Proving that $X$ is complete if $A\subset X$ is dense and every cauchy sequence in $A$ converges to a point in $X$.

Question

I am having trouble proving the following statement:

"Let $(X,d)$ be a metric space and $A$ a dense subset such that every cauchy sequence in $A$ converges to a point in $X$. Prove that $X$ is complete".

Let us take a cauchy sequence $\{x_i\}$ containing points from both $A$ and $X\setminus A$.

If this cauchy sequence has a limit point, then it has to exist within $X$. Proof: Let us assume the limit $l$ exists outside $X$. Then every open set $B(l,r)$, $\forall r\in \Bbb{R}$ contains points from $\{x_i\}$, and because every open set containing any points from $X\setminus A$ contains points from $A$, every such $B(l.r)$ also contains points from $A$. Hence, $l$ should have been included in $\overline{A}=X$.

However, I can't prove that such a limit point exists in the first place. Any help would be greatly appreciated.

Thanks!

Answer 1

A limit point can't "exist outside the space". You need to show that an arbitrary Cauchy sequence in $X$ converges. To do this, the basic idea is that given a Cauchy sequence $(x_i)$ from $X$, you can consider a sequence from $A$ that is "very close" to $(x_i)$.

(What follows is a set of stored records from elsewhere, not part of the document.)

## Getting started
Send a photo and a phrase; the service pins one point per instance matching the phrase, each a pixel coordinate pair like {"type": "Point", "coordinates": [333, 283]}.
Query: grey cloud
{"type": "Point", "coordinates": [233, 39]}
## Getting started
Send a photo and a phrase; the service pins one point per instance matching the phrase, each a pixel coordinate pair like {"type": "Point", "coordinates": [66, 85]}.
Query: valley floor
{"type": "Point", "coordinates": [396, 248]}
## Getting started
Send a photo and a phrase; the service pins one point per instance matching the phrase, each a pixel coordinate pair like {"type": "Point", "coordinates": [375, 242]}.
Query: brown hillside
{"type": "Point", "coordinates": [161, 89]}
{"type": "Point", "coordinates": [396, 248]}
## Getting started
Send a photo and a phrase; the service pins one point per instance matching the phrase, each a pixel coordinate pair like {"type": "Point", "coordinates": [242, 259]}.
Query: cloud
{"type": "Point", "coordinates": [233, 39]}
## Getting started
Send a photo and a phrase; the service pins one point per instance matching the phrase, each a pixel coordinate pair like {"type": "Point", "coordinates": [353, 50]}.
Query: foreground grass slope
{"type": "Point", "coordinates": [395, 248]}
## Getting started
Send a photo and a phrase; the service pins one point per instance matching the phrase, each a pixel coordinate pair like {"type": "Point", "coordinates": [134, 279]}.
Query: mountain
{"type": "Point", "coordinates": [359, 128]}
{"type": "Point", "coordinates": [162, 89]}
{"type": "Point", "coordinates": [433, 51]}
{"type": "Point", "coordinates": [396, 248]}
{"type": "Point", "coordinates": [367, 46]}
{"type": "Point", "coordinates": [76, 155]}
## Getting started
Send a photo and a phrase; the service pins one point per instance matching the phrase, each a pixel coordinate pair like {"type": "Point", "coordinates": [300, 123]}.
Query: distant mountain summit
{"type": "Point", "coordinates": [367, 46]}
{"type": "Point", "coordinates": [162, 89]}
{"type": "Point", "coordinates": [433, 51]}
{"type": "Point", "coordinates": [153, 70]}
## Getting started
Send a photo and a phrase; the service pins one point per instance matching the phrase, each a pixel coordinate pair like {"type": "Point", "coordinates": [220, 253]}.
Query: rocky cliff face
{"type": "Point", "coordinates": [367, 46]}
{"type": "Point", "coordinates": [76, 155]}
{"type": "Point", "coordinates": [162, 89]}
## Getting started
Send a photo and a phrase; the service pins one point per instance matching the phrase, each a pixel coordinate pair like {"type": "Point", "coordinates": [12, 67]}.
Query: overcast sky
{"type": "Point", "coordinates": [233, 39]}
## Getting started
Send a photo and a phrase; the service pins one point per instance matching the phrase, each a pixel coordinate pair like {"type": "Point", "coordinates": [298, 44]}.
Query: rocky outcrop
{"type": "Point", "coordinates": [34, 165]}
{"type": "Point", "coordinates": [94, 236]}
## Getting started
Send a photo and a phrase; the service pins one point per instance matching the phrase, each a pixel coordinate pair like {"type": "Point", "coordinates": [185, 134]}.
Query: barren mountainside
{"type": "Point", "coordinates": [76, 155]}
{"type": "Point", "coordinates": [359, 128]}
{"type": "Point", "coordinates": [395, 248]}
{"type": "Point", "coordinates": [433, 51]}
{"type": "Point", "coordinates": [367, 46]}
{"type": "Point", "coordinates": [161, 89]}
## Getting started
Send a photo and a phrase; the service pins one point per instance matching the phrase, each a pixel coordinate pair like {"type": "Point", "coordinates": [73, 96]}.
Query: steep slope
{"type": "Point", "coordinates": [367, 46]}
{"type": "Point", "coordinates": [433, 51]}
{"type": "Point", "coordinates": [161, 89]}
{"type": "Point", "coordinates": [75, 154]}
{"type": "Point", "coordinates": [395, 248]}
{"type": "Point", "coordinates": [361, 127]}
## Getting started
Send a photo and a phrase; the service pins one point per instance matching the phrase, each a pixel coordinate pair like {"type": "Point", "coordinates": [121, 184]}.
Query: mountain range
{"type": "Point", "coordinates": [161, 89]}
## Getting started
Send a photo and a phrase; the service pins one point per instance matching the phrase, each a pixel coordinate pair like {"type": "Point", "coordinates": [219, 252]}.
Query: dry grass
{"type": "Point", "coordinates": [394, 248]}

Here is an outline of how to effect this:

1. Given $(x_i)$ a Cauchy sequence in $X$, for each $i>0$ choose $a_i\in A$ with $d(a_i,x_i)<1/i$.

2. Using the triangle inequality, show that $(a_i)$ is Cauchy (note here that you can write $$a_i-a_j=(a_i-x_i)+(x_i-x_j)+(x_j-a_j).$$

3. So $(a_i)$ converges to some $a\in X$.

4. Now, using the triangle inequality again, show that $(x_i)$ converges to $a$ as well.